Zehntausende weniger Flüge würden es Zehntausenden Menschen in der Region einfacher machen, nicht als Nervenbündel an ihren Arbeitsplätzen zu erscheinen, sondern für ihre jeweiligen Arbeitgeber ihre vollen Produktivkräfte zu entfalten. Noch einmal Wolfgang Kappus: „Es gibt nicht nur wirtschaftliche Gründe für den Ausbau, sondern eine Reihe wirtschaftlicher Gründe gegen den Ausbau, die viel schwerer wiegen. Oft sind es ethische und regionalpolitische Gründe, die so viel schwerer wiegen als diese schlicht vordergründigen „Erfolgsaussichten” der Wirtschaft. Viele Unternehmer wissen das, und viele Unternehmer werten das auch so. Die Bevorzugung des Giganten Fraport gegenüber anderen Wirtschaftsunternehmen ärgert mich als Mittelständler ganz besonders. Ich habe mich immer als ein Repräsentant mittelständischer Unternehmen verstanden, die den größten Teil der Arbeitsplätze in dieser Region schaffen.“
Der Standort Frankfurt hat mit der neuen Landebahn nicht an Attraktivität für die lokalen Unternehmen gewonnen.
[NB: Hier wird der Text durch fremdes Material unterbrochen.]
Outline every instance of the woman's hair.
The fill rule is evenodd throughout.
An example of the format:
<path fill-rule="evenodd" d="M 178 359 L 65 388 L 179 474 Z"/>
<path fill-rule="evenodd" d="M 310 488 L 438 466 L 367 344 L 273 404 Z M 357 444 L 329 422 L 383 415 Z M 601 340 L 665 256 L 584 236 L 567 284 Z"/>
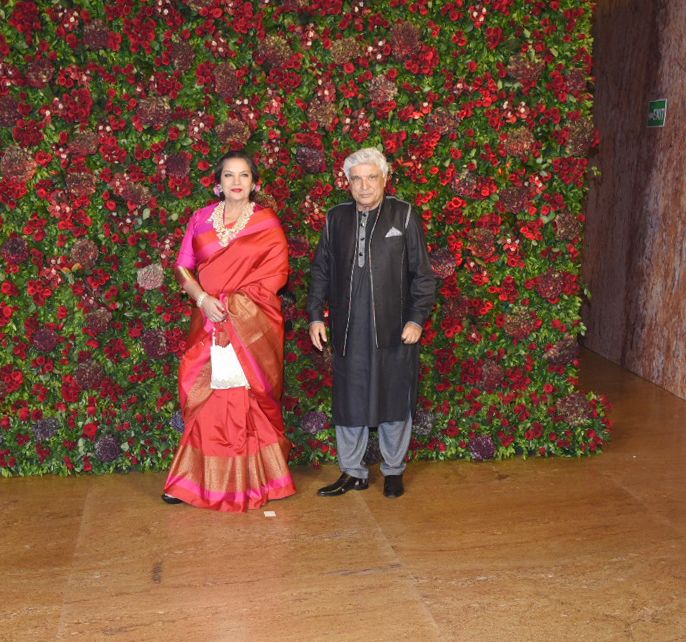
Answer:
<path fill-rule="evenodd" d="M 378 150 L 376 147 L 365 147 L 364 149 L 359 149 L 353 154 L 350 154 L 343 161 L 343 173 L 345 177 L 350 180 L 350 170 L 355 167 L 355 165 L 376 165 L 384 177 L 388 176 L 388 162 L 386 157 Z"/>
<path fill-rule="evenodd" d="M 215 183 L 219 184 L 221 182 L 222 170 L 224 169 L 224 161 L 230 160 L 232 158 L 240 158 L 241 160 L 244 160 L 250 168 L 250 173 L 252 174 L 252 182 L 255 184 L 259 182 L 260 173 L 257 171 L 257 165 L 255 165 L 255 161 L 252 159 L 252 156 L 250 156 L 244 150 L 240 149 L 235 152 L 227 152 L 217 161 L 217 165 L 214 168 Z"/>

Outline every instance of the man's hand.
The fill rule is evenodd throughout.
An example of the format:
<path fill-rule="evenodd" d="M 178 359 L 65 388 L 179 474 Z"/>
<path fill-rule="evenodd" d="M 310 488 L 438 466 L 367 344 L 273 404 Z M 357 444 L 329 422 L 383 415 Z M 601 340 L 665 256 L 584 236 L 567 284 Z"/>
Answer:
<path fill-rule="evenodd" d="M 310 330 L 310 335 L 312 334 L 312 330 Z M 412 323 L 412 321 L 408 321 L 405 324 L 405 327 L 403 328 L 403 333 L 402 336 L 400 337 L 400 340 L 403 343 L 406 343 L 408 345 L 411 345 L 413 343 L 417 343 L 419 341 L 419 337 L 422 336 L 422 329 L 420 326 L 418 326 L 416 323 Z"/>
<path fill-rule="evenodd" d="M 324 344 L 326 343 L 326 324 L 323 321 L 310 323 L 310 340 L 317 350 L 324 349 Z"/>

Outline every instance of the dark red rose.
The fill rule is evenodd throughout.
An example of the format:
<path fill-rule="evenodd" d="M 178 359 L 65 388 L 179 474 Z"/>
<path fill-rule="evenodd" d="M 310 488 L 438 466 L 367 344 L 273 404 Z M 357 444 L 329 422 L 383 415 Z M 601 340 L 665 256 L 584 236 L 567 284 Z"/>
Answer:
<path fill-rule="evenodd" d="M 62 399 L 67 403 L 75 403 L 81 396 L 81 388 L 78 382 L 71 375 L 67 375 L 62 380 Z"/>

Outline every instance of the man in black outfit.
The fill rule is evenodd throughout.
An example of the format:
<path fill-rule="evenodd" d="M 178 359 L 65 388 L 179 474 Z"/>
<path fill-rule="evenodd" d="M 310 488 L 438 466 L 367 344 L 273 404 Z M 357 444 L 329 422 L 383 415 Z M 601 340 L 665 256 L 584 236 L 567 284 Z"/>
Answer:
<path fill-rule="evenodd" d="M 384 495 L 405 491 L 405 455 L 417 400 L 419 344 L 434 303 L 435 280 L 412 206 L 385 195 L 388 163 L 374 148 L 343 164 L 352 202 L 331 209 L 312 264 L 310 339 L 334 350 L 333 421 L 342 475 L 319 495 L 365 490 L 362 458 L 378 426 Z"/>

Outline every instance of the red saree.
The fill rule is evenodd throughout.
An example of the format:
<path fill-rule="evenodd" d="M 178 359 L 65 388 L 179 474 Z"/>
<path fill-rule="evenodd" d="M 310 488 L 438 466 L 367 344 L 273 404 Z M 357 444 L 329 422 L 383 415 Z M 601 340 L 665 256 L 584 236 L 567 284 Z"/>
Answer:
<path fill-rule="evenodd" d="M 227 304 L 217 334 L 228 335 L 250 388 L 210 388 L 215 324 L 195 309 L 179 367 L 185 430 L 164 491 L 193 506 L 237 512 L 295 492 L 281 414 L 284 329 L 276 294 L 288 278 L 288 249 L 274 211 L 257 207 L 222 247 L 205 224 L 214 207 L 196 214 L 198 281 Z"/>

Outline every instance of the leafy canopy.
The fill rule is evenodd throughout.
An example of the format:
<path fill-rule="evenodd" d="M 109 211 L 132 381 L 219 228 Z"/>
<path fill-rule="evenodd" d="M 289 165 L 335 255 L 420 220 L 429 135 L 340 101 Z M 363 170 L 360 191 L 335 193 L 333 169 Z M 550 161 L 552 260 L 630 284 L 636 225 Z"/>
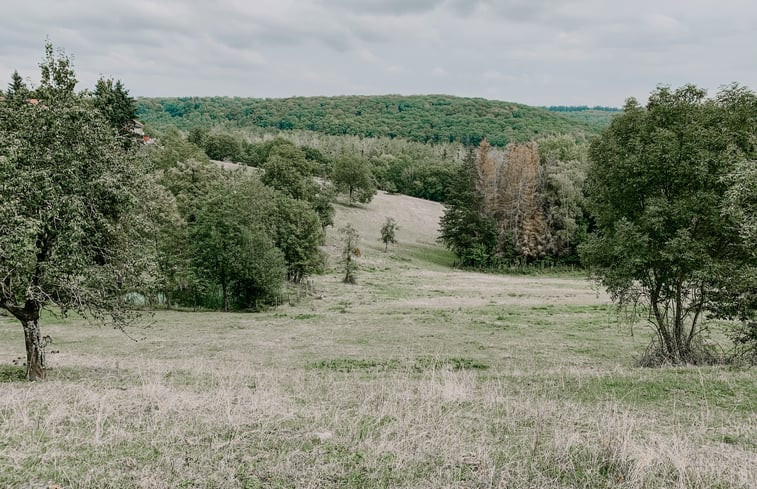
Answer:
<path fill-rule="evenodd" d="M 0 307 L 24 326 L 30 379 L 44 377 L 43 307 L 123 324 L 152 275 L 141 161 L 49 43 L 40 71 L 38 100 L 0 103 Z"/>
<path fill-rule="evenodd" d="M 729 175 L 755 159 L 755 100 L 738 86 L 712 99 L 658 88 L 646 108 L 629 100 L 590 148 L 597 232 L 583 260 L 618 303 L 642 306 L 666 361 L 703 361 L 706 310 L 740 301 L 754 273 L 738 198 L 726 196 Z"/>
Es nicht zu gewagt zu behaupten, dass Frankfurt somit auch für externe Unternehmen nicht attraktiver geworden ist.
Das Rheinisch-Westfälische-Wirtschaftsinstitut Essen fand 1999 in einer Studie heraus, dass der Arbeitsmarkt in Relation zur Größe eines Flughafens nicht positiv beeinflusst wird.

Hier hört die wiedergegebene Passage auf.